Michael Howard rallied the Conservative Party conference yesterday with a highly personal statement of his values and beliefs, saying he owed everything he had to Britain and wanted to give "a tiny bit back".

Michael Howard rallied the Conservative Party conference yesterday with a highly personal statement of his values and beliefs, saying he owed everything he had to Britain and wanted to give "a tiny bit back".

In what allies described as his "mission statement", the Tory leader tried to project a clearer image to voters by explaining how his life story shaped his desire to serve Britain.

The son of Romanian Jewish immigrants, born two weeks after Hitler invaded Russia in 1941, Mr Howard closed his speech powerfully by describing how his grandmother was killed in the Nazi concentration camps. "If it hadn't been for Winston Churchill, and if it hadn't been for Britain, I would have been one of them too," he said.

"I owe my life to Britain. My father said to me, 'This is the best country in the world', and I think it was. And I think it still is. But I know it could be doing so much better. And it's because I think I can help make things better that I am standing before you today. Put simply, I want to give just a tiny bit back in return for what Britain had given to me."

The Tory leader said Britain "shouldn't flinch" if the threat to its freedom required military action but tried to capitalise on Tony Blair's problems over Iraq. "I believe it was right to go to war. That's a controversial view, I know. Many people would prefer me to say something else.

"The world is a better place without Saddam Hussein. Saddam had provoked two wars in the Gulf. He had used chemical weapons against other nations and against his own people.

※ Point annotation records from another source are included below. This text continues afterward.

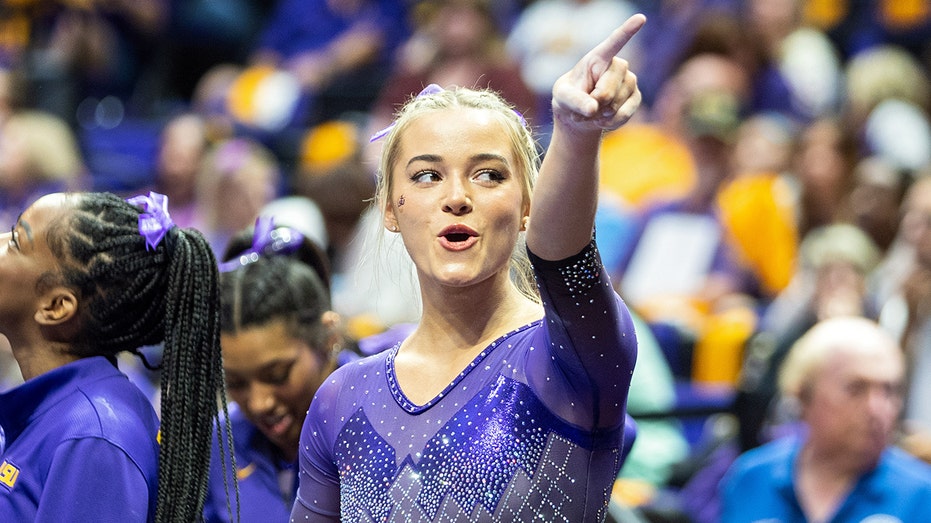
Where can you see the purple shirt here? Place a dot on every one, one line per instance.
(80, 446)
(532, 428)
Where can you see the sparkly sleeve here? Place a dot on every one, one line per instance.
(582, 366)
(318, 491)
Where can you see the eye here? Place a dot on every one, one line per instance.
(14, 238)
(278, 375)
(490, 176)
(425, 176)
(235, 384)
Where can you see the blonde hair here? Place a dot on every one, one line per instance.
(811, 353)
(519, 135)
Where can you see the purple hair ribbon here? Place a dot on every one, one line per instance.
(267, 240)
(428, 90)
(154, 222)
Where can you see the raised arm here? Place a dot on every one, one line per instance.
(599, 94)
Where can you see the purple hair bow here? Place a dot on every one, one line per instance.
(154, 222)
(267, 240)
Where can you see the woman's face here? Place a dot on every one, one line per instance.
(456, 196)
(25, 257)
(273, 377)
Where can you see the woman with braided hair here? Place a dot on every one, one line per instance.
(280, 340)
(83, 277)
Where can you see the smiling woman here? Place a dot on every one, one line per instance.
(507, 402)
(83, 277)
(280, 341)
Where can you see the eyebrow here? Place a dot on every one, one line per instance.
(484, 157)
(25, 226)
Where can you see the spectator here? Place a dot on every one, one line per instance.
(846, 375)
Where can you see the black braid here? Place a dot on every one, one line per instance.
(133, 297)
(276, 288)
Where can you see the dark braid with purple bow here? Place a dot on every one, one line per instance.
(141, 295)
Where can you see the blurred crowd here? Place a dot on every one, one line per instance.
(778, 173)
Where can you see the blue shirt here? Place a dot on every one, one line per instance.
(758, 487)
(80, 446)
(259, 468)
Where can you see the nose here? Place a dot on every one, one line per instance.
(261, 399)
(884, 401)
(458, 200)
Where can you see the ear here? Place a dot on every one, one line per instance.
(57, 306)
(391, 219)
(333, 323)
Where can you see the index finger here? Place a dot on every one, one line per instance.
(619, 38)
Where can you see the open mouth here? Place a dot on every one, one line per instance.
(456, 237)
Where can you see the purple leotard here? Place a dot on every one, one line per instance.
(532, 429)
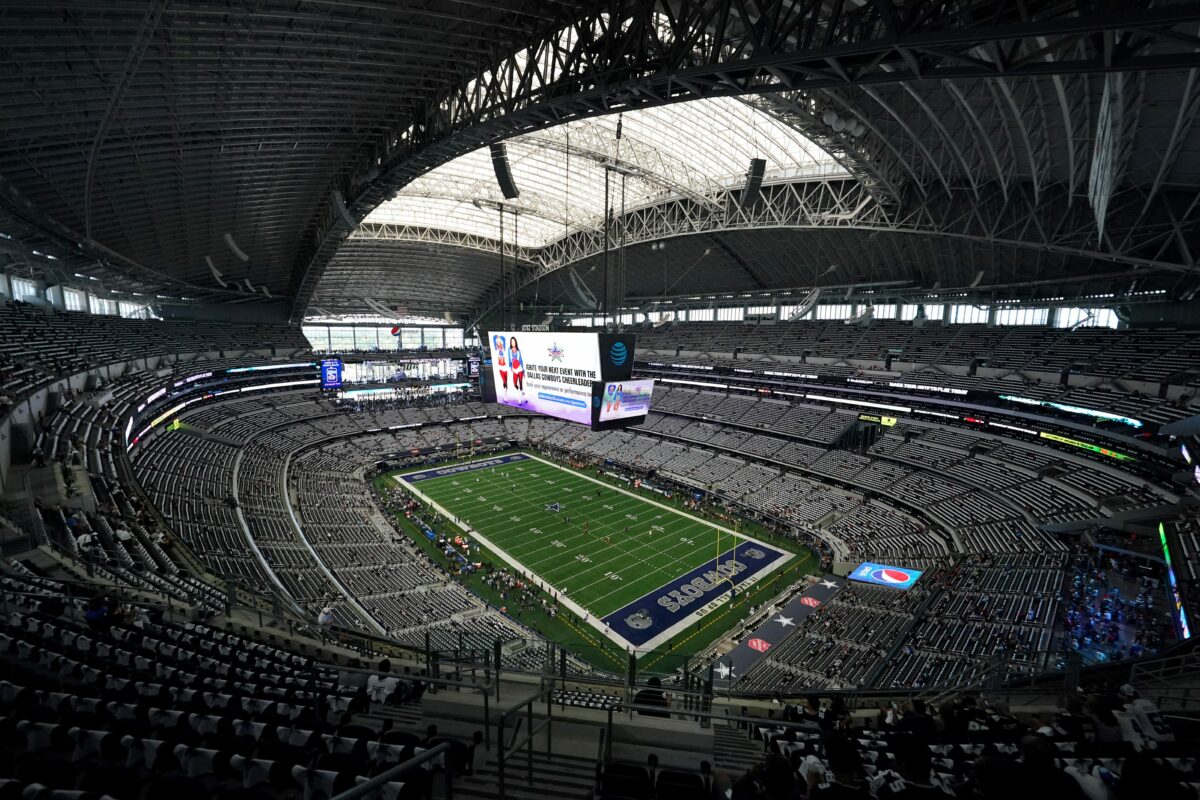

No one knew if and when he would get his hands on more weapons of mass destruction. So I think it was right to go to war.

"But I also think that it's right to tell the truth. In the run-up to the war, Tony Blair did not tell the truth. He did not give a truthful account of the intelligence he received. He did not behave as a British Prime Minister should.

"Tony Blair has said mistakes were made. He has said he accepts responsibility. But it is not a question of responsibility. It is a question of credibility. I hope that we will not face another war. But the world is a very dangerous place, and you can never be sure.What if this Prime Minister asks people to trust him again? Could the British people trust him a second time?"

Although the policies he highlighted in his speech were aimed at the Tories' natural supporters rather than floating voters, Mr Howard tried to soften his own "harsh" image among people who remember him as a hardline home secretary with "something of the night about him", as Ann Widdecombe memorably declared.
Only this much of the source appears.